Why in the world would you want to do that? Well, for one, you might want to use it in Remoting. Second possibility is when you have different objects that you want to treat the same way, and XML Document is one of them. Whatever your situation is, XML Document is not serializable as is. You'll have to provide your own implementation - create class that inherits from XMLDocument and implements ISerializable interface:

[Serializable()]
public class CustomData : XmlDocument, ISerializable
// implementation here...

The truth is, you don't have to go all nine yards. If you think about it, XML document is really just a string with bunch of angle brackets in it.
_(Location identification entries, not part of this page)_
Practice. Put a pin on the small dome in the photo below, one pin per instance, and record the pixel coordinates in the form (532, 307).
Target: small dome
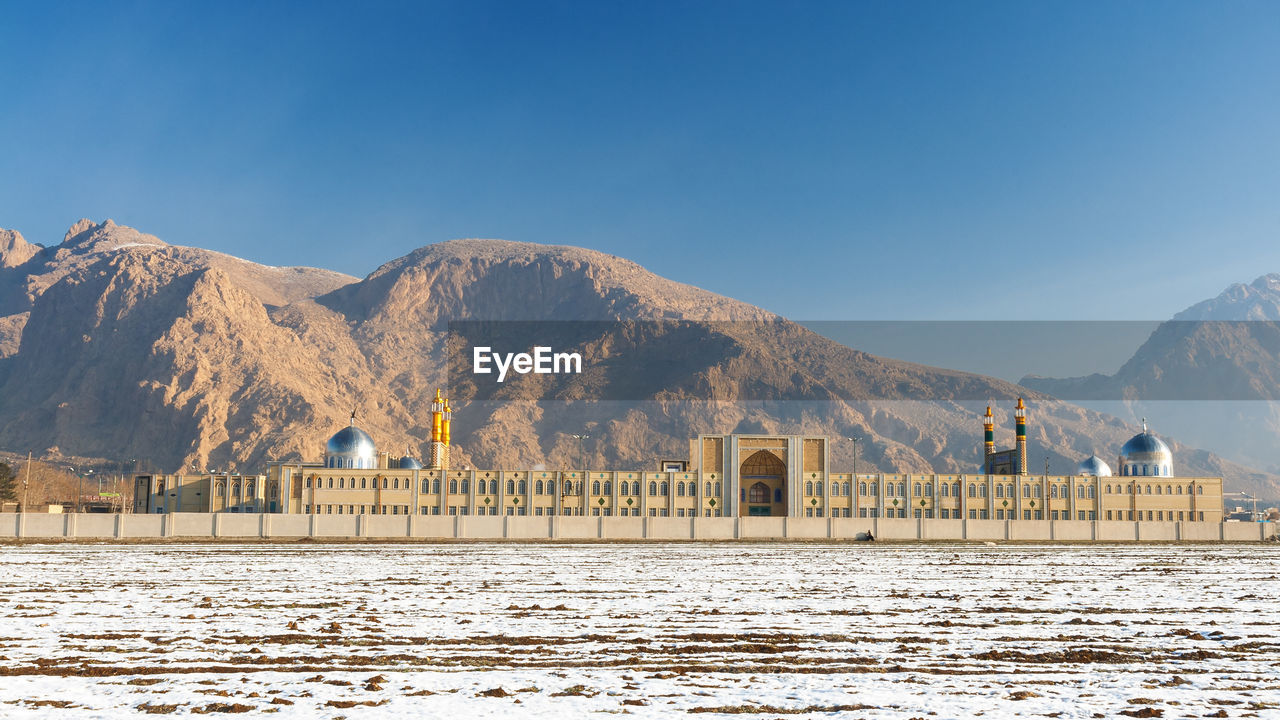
(1146, 455)
(351, 447)
(1093, 465)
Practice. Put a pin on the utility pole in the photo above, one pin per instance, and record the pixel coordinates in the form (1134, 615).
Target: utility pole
(26, 484)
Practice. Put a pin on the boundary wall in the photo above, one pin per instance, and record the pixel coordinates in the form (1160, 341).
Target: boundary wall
(236, 527)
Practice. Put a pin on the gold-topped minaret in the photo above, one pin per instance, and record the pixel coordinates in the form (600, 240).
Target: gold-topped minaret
(988, 434)
(440, 417)
(1020, 436)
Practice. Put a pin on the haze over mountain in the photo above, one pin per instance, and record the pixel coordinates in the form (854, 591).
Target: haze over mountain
(126, 347)
(1211, 376)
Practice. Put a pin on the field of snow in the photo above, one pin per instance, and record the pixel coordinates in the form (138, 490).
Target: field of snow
(648, 630)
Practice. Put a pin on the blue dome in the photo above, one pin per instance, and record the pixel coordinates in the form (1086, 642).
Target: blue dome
(1146, 455)
(1143, 442)
(351, 447)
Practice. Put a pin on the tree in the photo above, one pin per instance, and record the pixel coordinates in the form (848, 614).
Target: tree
(8, 483)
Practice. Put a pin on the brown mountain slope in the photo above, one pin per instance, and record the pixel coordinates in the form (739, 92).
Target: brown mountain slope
(154, 351)
(1210, 376)
(27, 270)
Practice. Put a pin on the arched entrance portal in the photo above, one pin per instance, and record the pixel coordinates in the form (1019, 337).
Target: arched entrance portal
(762, 479)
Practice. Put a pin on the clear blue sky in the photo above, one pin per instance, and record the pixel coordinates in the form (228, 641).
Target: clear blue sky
(827, 160)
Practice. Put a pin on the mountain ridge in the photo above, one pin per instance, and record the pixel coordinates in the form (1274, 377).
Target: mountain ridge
(174, 354)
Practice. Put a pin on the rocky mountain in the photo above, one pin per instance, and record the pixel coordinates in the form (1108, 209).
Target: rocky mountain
(1211, 376)
(128, 347)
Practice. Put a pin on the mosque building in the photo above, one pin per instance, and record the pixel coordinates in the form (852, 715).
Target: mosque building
(725, 475)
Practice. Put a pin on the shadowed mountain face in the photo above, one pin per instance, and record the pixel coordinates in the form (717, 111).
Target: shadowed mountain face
(1210, 376)
(133, 349)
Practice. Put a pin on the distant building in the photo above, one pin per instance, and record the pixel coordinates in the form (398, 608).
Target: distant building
(725, 475)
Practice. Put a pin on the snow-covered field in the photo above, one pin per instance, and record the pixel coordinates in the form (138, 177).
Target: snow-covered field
(696, 630)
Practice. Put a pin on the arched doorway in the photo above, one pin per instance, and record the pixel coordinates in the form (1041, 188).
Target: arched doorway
(762, 479)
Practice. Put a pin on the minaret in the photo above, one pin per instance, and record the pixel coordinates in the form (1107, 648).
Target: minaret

So instead of serializing document object, you can easily serialize this string - document's InnerXML.

[Serializable()]
public class CustomData
{
   public CustomData() { }
   private string innerXML = string.Empty;
   public string InnerXML { get { return innerXML; } set { innerXML = value; } }
}

To serialize your document to binary, you'll do:

XMLDocument xml = GetDocument();
CustomData cd = new CustomData();
cd.InnerXML = xml.InnerXml;
// now you have serializable object
XmlSerializer x = new XmlSerializer(cd.GetType());
x.Serialize(writer, cd);

Deserializing is also straight forward:

BinaryFormatter bf = new BinaryFormatter();
CustomData cd = (CustomData)bf.Deserialize(stream);
XMLDocument xml = new XMLDocument();
xml.InnerXml = cd.InnerXML;

Now you have your XML document back, good as new and with all angle brackets you saved to binary stream. It may be a cheating, but it works and it is as simple as it gets.